Hien Pham, a 29 year-old Vietnamese woman still wants to cry whenever she remembers Gina, a pomerian dog kidnapped one year ago.

"She was in front of me near our house in district 7. Then a man who was dressed-up passed by, talking at his mobile phone. I didn't suspect anything because of his appearance, but before I knew it, he took my dog, jumped on his motorbike and sped away. It was already night time, I was paralyzed and the neighbors didn't have time to run after him," she recalls.

The next day, Hien went to the pet market on Le Hong Phong in District 5 to ask about her pet. She brought a picture of Gina and asked around. One vendor asked her to tell him in which district she "disappeared" and around what time. Two hours later he had found Gina and asked for 10 million dong. Hien managed to bring it down to 5 million and was relieved to bring her pet back home, but not for long.

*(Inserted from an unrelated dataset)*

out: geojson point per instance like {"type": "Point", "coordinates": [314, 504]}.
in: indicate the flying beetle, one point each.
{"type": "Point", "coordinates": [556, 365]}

Three months later, she let Gina step out of the house and she got distracted. This time she didn't notice anyone, but the beautiful pomeranian whose picture is always in her wallet disappeared again. "The kidnappers probably knew that I was ready to pay for her", she says. Aware of this, she decided to keep calm and wait before going to Le Hong Phong market, believing this strategy would help her to negotiate. Two days later she went there and asked the same vendors. But this time, there was no Gina. "I never saw her again. I don't even want to look at her pictures because it makes me want to cry. At least I know that being an expensive breed they didn't sell it to a dog meat restaurant and she is someone else's pet", she reckons.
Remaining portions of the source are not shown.